1. A nurse teaches clients at a community center
about risks for dehydration. Which client is at
greatest risk for dehydration?
A. A 36-year-old who is prescribed long-term steroid therapy.
B. A 55-year-old receiving hypertonic intravenous therapy.
C. A 76-year-old who is cognitively impaired.
D. An 83-year-old with congestive heart failure.
ANS: C
Older adults, because they have less total body water than younger adults, are at greater risk
for development of dehydration. Anyone who is cognitively impaired and cannot obtain
fluids independently or cannot make his or her need for fluids known is at high risk for
dehydration.
2. A nurse is caring for a client who exhibits
dehydration-induced confusion. Which
intervention should the nurse implement first?
A. Measure intake and output every 4 hours.
B. Apply oxygen by mask or nasal cannula.
C. Increase the IV flow rate to 250 mL/hour.
D. Place the client in a high-Fowler’s position.
ANS: B
Dehydration most frequently leads to poor cerebral perfusion and cerebral hypoxia, causing
confusion. Applying oxygen can reduce confusion, even in perfusion is still less than optimal.
,Increasing the IV flow rate would increase perfusion. However, depending on the degree of
dehydration, rehydrating the client too rapidly with IV fluids can lead to cerebral edema.
Measuring intake and output and placing the client in a high-Fowler’s position will not address
the client’s problem.
3. After teaching a client who is being treated for
dehydration, a nurse assesses the client’s
understanding. Which statement indicates the client
correctly understood the teaching?
A. “I must drink a quart of water or other liquid each day.”
B. “I will weigh myself each morning before I eat or drink.”
C. “I will use a salt substitute when making and eating my meals.”
D. “I will not drink liquids after 6PM so I won’t have to get up at night.”
ANS: B
One L of water weighs 1 kg; therefore, a change in body weight is a good measure of excess
fluid loss or fluid retention. Weight loss greater than 0.5 lb daily is indicative of excessive fluid
loss.
4. A nurse assesses a client who is prescribed a
medication that inhibits angiotensin I from
converting into angiotensin II (angiotensin-
converting enzyme [ACE] inhibitor). For which
expected therapeutic effect should the nurse assess?
, A. Blood pressure decrease from 180/72 mmHg to 144/50 mmHg.

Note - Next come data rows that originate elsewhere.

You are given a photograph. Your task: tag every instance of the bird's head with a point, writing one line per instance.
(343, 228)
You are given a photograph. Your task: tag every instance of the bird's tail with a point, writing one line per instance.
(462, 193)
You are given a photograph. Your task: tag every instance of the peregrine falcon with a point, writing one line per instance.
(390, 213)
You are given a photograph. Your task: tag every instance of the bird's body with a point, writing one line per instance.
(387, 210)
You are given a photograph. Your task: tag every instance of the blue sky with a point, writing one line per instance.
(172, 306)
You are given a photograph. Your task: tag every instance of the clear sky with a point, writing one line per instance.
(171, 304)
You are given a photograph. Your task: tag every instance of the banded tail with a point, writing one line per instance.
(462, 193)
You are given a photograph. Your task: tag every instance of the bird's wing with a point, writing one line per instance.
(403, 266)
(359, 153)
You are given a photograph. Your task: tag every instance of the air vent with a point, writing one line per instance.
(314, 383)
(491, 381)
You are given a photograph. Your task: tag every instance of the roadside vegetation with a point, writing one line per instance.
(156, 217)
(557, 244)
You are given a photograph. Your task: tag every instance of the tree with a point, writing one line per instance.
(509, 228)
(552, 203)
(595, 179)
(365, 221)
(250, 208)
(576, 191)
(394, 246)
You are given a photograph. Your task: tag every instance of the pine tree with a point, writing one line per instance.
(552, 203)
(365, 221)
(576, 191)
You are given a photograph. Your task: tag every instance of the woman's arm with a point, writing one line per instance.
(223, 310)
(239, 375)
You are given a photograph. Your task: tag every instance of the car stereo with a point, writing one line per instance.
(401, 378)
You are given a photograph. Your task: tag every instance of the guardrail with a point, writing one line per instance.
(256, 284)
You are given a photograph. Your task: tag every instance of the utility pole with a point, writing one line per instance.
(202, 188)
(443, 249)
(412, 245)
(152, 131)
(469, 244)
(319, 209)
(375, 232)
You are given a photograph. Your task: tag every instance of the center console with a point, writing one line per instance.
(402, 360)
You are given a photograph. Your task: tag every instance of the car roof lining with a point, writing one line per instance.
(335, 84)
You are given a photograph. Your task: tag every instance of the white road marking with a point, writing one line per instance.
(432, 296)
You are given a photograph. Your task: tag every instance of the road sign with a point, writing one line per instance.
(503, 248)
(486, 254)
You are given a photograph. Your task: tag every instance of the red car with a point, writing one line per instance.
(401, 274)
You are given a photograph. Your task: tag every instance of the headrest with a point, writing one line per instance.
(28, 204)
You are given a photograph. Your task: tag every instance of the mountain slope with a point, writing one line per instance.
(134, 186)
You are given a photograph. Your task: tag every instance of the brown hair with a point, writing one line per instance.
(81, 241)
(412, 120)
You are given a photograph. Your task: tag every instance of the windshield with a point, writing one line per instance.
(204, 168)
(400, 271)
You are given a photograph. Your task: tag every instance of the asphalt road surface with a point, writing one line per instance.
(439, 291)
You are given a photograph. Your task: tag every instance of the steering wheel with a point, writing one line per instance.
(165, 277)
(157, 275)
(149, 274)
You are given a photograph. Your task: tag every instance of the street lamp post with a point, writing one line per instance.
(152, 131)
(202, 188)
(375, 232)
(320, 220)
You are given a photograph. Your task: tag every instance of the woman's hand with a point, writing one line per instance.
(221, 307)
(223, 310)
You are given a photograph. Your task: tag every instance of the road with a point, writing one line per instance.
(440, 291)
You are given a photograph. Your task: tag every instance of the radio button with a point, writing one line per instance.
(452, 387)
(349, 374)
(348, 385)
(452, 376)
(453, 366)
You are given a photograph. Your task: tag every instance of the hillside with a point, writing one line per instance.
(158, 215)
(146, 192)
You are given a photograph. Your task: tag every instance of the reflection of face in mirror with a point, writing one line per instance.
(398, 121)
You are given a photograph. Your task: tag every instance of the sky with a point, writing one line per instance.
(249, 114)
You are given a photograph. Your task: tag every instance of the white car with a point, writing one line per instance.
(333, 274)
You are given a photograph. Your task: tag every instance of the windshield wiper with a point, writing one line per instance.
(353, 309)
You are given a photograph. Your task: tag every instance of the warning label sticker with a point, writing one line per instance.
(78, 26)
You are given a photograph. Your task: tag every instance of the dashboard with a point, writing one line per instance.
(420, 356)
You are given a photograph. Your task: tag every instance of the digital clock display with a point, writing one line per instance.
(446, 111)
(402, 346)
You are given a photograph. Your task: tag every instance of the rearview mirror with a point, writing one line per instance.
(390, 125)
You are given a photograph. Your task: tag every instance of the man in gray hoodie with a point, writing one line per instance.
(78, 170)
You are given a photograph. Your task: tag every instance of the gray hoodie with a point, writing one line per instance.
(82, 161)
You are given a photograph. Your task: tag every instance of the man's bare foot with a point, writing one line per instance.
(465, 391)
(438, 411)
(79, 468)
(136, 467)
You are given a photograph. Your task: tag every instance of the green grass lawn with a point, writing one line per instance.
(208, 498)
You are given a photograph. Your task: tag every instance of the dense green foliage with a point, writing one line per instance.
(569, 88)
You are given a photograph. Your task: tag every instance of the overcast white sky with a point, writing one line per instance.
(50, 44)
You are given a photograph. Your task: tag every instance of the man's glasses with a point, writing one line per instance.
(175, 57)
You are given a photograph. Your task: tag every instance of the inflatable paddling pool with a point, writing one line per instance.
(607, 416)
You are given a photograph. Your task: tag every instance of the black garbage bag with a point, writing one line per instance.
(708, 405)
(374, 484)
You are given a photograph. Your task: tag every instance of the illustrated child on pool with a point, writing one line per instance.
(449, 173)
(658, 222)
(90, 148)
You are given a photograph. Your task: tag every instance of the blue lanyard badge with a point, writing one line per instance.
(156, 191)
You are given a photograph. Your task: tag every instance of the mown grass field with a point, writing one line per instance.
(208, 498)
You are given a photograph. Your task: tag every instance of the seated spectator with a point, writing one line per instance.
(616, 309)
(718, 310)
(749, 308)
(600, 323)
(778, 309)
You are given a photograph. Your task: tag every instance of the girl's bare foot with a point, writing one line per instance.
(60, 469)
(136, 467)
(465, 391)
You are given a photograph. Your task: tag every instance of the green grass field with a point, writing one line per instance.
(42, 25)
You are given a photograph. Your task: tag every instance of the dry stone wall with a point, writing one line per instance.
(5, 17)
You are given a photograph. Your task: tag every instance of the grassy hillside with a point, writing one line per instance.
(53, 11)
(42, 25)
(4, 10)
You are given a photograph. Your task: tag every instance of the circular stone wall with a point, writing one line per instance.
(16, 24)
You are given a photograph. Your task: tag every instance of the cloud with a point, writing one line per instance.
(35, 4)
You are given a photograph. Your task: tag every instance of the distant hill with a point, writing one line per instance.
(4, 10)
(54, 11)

B. Daily weight increase from 55 kg to 57 kg.
C. Heart rate decrease from 100 beats/min to 82 beats/min.
D. Respiratory rate increase from 12 breaths/min to 15 breaths/min.
ANS: A
ACE inhibitors will disrupt the renin-angiotensin II pathway and prevent the kidneys from
reabsorbing water and sodium. The kidneys will excrete more water and sodium, decreasing
the client’s blood pressure.
5. A nurse is assessing clients on a medical-surgical
unit. Which adult client should the nurse identify as
being at greatest risk for insensible water loss?
A. Client taking furosemide (Lasix).
B. Anxious client who has tachypnea.
C. Client who is on fluid restriction.
D. Client who is constipated with abdominal pain.
ANS: B
Insensible water loss is water loss through the skin, lungs, and stool. Clients at risk for insensible
water loss include those being mechanically ventilated, those with rapid respirations, and those
undergoing continuous GI suctioning. Clients who have thyroid crisis, trauma, burns, states of
extreme stress, and fever are also at increased risk. The client taking furosemide will have
increased fluid loss, but not insensible water loss.